Wednesday, May 21, 2003

HOWARD BEACH. HOWARD BEACH. I was required to attend an employee testimonial out in Howard Beach. All I knew about the neighborhood prior to this evening was that a group of young white guys had chased a black kid onto the Belt Parkway there in 1986. The kid, Michael Griffith, was struck by traffic and killed. Things were ugly in New York for a while after. I remember heading home late one night around that time on the Lower East Side, and noticing some young black guys coming out of a club. As I walked on, I heard someone behind me say, "Let's get the cracker. Howard Beach. Howard Beach." Nothing happened to me, though there were a couple of incidents in that period that probably began the same way.

As Lou Reed said, those were different times.
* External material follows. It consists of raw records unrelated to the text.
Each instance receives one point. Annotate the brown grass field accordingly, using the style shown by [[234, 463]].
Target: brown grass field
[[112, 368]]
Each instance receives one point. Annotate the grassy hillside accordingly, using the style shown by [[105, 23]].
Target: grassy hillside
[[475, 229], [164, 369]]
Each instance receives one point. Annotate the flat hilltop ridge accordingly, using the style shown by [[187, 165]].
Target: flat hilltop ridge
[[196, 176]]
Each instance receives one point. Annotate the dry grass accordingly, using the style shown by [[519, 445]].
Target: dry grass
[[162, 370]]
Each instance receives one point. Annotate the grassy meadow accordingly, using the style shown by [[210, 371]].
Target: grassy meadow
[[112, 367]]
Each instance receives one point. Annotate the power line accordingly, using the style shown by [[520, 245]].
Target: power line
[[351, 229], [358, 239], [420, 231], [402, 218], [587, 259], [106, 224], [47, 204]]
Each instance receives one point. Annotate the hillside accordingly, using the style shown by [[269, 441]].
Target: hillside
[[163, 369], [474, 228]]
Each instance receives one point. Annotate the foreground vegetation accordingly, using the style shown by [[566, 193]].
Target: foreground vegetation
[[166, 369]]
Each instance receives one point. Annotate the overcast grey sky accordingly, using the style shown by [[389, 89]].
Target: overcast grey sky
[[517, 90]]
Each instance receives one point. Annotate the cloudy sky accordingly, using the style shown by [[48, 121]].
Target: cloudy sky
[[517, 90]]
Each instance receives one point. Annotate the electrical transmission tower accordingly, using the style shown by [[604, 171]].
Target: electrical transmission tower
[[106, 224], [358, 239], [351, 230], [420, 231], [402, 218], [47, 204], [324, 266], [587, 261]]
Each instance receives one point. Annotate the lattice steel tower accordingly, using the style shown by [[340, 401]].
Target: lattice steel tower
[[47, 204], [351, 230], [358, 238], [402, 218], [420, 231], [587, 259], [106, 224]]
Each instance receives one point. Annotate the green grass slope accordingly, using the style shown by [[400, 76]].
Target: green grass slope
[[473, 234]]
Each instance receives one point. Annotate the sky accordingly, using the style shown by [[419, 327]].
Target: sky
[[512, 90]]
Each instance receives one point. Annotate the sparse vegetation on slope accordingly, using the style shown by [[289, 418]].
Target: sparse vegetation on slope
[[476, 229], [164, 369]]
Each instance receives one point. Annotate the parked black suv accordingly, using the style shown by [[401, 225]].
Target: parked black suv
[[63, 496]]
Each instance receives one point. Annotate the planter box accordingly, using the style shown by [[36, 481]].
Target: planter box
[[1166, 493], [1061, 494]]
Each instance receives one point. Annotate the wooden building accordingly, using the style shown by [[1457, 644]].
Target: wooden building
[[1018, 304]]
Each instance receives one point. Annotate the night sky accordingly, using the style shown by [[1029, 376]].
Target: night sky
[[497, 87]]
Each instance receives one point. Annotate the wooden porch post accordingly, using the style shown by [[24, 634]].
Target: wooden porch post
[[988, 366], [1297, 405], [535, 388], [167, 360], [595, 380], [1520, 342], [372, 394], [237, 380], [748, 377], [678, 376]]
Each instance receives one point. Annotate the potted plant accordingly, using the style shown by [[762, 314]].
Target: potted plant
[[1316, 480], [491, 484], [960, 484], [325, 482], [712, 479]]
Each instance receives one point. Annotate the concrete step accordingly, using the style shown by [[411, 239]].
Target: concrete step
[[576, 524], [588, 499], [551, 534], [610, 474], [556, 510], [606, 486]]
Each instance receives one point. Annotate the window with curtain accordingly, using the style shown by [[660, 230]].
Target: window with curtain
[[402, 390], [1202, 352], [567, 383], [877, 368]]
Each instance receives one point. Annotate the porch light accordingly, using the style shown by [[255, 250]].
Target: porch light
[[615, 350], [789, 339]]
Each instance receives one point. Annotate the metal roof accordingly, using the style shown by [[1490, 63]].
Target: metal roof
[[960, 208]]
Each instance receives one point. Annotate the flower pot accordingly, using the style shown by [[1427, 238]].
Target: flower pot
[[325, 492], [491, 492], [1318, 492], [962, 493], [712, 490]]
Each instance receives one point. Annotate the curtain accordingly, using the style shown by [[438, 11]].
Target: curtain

Tonight's event was at a big old hall called Russo's By The Bay. It's one of those parkway palaces -- a large, filigreed block of stone with thin red carpet and jacketed valets out front, and ornate rooms inside -- good place for your stereotypical Queens wedding reception. As we drove to the place (the company generously spotted me to a car service), I scoped the streets of the neighborhood. Its boundary was announced by gold lettering on a wooden sign painted sky blue, like you'd expect to see at a yacht club. Strolling the streets were young Italian men, and young black men, and young Hispanic men, all in casual clothes and looking comfortable and happy. When I stepped out of the car onto the red carpet, I could smell the sea.

I was seated at a circular table (#9), surrounded mostly by women who sold goods for the company. They were nearly all black, all very well-behaved, happy to be there but not overly demonstrative. I endeavored to draw them out. I drank the wine that flowed. We chatted, had some laughs. I sat next to a very ample middle-aged woman who'd had trouble with her leg, she explained, and this had caused her weight to increase, though she did a lot of walking in her business. She was cheerful and friendly and I was glad to sit with her and hear her deep laughter, though I occasionally turned my attention to an older white woman, very compact in stature and gesture, who announced forthrightly that she had been in the Holocaust, and her son, a chubby fellow wearing a filthy striped shirt and a straw cowboy hat, who seemed primarily interested in the food.

I stepped out to the red carpet every so often to have a smoke. Other guests of the event came out there, all black women. We conversed mildly, except when they were occupied with the company of their friends. One woman sheathed in several layers of diaphonous black fabric laughed uproariously, standing barefoot and sometimes stamping with glee on the thin carpet. One woman with many, many jewel-like encrustations on her black eyeglass frames complained to me, in a good-humored way, that she had been at the job 19 years and had hardly won any of the prizes given out at these events. I wished her luck. Across the street was an Italian restaurant with its roof peaked and striped to look like a circus tent, and a circular passage inside the doorway inscribed with the words FOOD, FAMILY, and FUN.

The event was MC'd by a local bigwig with a Spanish name who looked and acted like a cross between Kevin Spacey and Tim Allen. He energetically announced a series of awards and gifts from the shallow stage, each punctuated by audio stings from a DJ at the other side of the room. The guests were only mildly attentive. They had to work the next day. So did I, but I clapped and attended very attentively, being in the communications business. I noticed that the woman with the jewel-like encrustations had been called up to receive a small box of something or other. I waved and hollered to her; she waved back with a small smile.

I got in the car somewhere between 10:30 and 11 to ride back to my apartment. The car radio played old hits, some of them from the Michael Griffith era. I watched the city roll by, its lights large and bright and imperturbable.